The Ledger flared in my arms, its pages whipping in an unseen wind. Ink scrawled across the parchment:

Judgment Sequence Initiated.

Debtor exposed. Options available.

Option One: Full Redline—Erase debt entirely. Cost: Identity dissolution.

Option Two: Ledger Balance—Absorb debt. Cost: Lifespan reduced.

Option Three: Transfer—Bind debtor to another. Cost: Shared corruption.

My stomach turned. All three were death sentences, in their way. To erase him would erase me. To absorb him would shorten my life until I was nothing but ink-stains. To transfer him… my eyes flicked to Seraphine. Her iron arm hissed as she planted herself between me and Rook, unflinching. If I chose that path, it would bind her to him.

Seraphine's eyes met mine, grey and hard. "Choose, Varrow. Quickly."

Rook lunged. His claws were not claws at all but quills sharpened to points, black ink dripping like venom. He slashed across the boards, leaving scars that smoked, and the stage screamed like a living thing. The audience gasped, clutching their throats, as if the sound alone cut them.

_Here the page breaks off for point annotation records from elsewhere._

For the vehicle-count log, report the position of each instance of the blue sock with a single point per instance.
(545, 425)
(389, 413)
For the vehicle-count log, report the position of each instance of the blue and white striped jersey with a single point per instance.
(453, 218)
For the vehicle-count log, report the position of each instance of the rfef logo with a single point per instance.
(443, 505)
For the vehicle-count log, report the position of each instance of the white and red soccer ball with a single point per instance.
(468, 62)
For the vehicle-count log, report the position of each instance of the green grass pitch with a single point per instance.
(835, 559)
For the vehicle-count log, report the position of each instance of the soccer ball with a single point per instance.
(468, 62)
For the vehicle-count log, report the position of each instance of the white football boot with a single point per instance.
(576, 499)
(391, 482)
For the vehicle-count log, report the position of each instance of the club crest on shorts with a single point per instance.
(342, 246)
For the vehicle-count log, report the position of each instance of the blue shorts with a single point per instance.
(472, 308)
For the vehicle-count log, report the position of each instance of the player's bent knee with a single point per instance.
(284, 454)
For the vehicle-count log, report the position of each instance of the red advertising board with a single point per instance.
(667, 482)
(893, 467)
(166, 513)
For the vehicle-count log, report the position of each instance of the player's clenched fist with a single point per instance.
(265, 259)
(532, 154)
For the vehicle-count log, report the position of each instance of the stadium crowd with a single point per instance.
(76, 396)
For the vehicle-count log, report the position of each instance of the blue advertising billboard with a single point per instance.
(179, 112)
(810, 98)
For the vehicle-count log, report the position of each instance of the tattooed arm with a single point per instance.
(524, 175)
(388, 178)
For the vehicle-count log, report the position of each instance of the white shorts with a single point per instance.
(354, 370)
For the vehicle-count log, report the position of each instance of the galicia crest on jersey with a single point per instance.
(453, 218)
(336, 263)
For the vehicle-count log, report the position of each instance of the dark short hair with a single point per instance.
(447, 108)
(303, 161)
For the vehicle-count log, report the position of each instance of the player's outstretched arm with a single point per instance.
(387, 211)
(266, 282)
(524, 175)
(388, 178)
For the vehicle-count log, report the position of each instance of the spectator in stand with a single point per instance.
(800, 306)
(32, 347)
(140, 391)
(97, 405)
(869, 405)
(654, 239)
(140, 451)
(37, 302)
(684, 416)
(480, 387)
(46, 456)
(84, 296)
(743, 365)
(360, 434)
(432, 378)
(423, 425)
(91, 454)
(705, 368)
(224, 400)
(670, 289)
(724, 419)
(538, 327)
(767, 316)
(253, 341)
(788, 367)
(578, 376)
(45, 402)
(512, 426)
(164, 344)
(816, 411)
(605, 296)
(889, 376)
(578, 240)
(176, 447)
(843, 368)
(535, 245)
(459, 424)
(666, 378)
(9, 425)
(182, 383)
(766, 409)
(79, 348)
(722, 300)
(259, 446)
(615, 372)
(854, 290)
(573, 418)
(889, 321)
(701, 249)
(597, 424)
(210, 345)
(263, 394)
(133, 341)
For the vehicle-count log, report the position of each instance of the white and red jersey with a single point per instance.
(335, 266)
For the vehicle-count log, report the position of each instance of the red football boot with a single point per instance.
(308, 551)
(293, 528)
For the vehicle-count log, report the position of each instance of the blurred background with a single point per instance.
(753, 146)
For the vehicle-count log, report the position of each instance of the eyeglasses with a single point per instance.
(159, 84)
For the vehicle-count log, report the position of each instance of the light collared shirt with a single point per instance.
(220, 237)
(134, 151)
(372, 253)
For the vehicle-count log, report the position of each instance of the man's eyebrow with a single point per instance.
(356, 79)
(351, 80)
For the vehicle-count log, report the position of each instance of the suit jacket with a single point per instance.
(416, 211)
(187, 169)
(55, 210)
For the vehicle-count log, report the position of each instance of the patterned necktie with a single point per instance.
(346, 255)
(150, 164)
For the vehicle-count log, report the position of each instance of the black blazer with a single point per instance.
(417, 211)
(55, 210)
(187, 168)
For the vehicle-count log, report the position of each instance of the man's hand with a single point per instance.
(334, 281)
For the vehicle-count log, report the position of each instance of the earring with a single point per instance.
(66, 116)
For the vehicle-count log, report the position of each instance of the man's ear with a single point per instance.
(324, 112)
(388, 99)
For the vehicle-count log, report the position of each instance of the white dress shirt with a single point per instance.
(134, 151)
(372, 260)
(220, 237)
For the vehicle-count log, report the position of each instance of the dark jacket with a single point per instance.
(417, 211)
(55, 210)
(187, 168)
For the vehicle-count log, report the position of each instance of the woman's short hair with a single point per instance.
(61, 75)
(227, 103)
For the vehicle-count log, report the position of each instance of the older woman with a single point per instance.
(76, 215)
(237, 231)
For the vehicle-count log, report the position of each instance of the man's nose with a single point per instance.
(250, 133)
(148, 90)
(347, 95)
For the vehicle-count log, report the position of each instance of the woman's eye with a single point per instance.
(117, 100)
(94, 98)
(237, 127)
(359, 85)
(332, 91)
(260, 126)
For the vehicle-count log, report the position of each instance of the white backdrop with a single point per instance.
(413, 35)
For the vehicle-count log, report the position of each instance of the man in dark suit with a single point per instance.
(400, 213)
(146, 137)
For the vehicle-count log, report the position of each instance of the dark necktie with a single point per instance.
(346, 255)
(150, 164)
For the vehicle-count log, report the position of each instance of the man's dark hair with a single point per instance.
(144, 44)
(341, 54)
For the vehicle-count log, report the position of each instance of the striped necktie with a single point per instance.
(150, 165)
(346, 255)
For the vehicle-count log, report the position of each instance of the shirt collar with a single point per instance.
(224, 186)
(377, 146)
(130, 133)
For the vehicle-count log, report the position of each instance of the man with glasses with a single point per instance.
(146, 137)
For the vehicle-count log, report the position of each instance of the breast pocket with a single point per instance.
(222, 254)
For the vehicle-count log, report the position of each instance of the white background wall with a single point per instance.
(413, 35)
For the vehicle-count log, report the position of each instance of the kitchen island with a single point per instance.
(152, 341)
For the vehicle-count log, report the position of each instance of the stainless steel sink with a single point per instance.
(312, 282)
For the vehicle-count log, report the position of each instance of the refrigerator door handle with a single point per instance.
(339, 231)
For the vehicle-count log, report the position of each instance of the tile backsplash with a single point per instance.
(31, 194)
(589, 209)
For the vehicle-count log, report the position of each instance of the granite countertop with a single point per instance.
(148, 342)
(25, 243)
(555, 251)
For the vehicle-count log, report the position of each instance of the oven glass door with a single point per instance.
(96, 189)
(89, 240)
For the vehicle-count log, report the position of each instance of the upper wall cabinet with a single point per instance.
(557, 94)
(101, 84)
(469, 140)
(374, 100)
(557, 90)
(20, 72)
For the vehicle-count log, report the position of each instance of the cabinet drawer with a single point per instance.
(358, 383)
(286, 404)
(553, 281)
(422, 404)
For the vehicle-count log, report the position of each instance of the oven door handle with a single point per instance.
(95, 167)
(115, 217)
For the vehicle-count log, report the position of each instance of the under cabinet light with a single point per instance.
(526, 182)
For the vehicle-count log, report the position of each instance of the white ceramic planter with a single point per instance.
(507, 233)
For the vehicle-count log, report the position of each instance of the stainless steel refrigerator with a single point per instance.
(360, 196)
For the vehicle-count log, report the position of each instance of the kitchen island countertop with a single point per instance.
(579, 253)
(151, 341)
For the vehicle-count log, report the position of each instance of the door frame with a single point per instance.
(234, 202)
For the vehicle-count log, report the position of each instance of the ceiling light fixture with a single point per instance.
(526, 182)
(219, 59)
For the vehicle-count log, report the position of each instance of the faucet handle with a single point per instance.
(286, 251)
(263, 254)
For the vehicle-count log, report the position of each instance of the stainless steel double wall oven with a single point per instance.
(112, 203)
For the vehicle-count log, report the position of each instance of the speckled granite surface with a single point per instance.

I staggered back. The candle-mark on my palm blazed, guttering, almost spent. The Spine of Iron seared, marrow crackling with strain. Every beat of my heart felt like it might be the last.

Rook shrieked, voice breaking. "You owe me, clerk! Without me you'd still be ballast! Without me, no one would watch you burn!"

The Ledger's ink scrawled furiously:

Curtain-call imminent. Debtor's claim false. Response required.

I raised my voice, raw and torn. "No. You don't own me. You never did. And the city doesn't owe you applause!"

The crowd stirred, voices rising. Some wept, some shouted, some prayed. But they were no longer clapping. They were no longer feeding him.

Seraphine's iron arm blazed, pistons screeching, runes alight like molten veins. She stepped beside me, her presence steady. "Whatever you choose," she said low, "do it now. Don't let him write the ending."

Rook lunged again, faster, ink-slick claws aimed at my throat. I thrust the Ledger between us. Its pages opened wide, catching his strike. Ink splattered, sizzling as if it burned him. He howled, his face splitting further, maskless grin unraveling into raw flesh.

The Ledger screamed its options once more:

Redline. Balance. Transfer. Curtain-fall.

The chandeliers swung wildly. Velvet curtains snapped like sails in a storm. The stageboards buckled. The whole Playhouse seemed ready to collapse into the river.

The audience leaned forward as one, breath caught, eyes wide. Witnesses. They would remember whatever ending was written here. Their belief would seal it.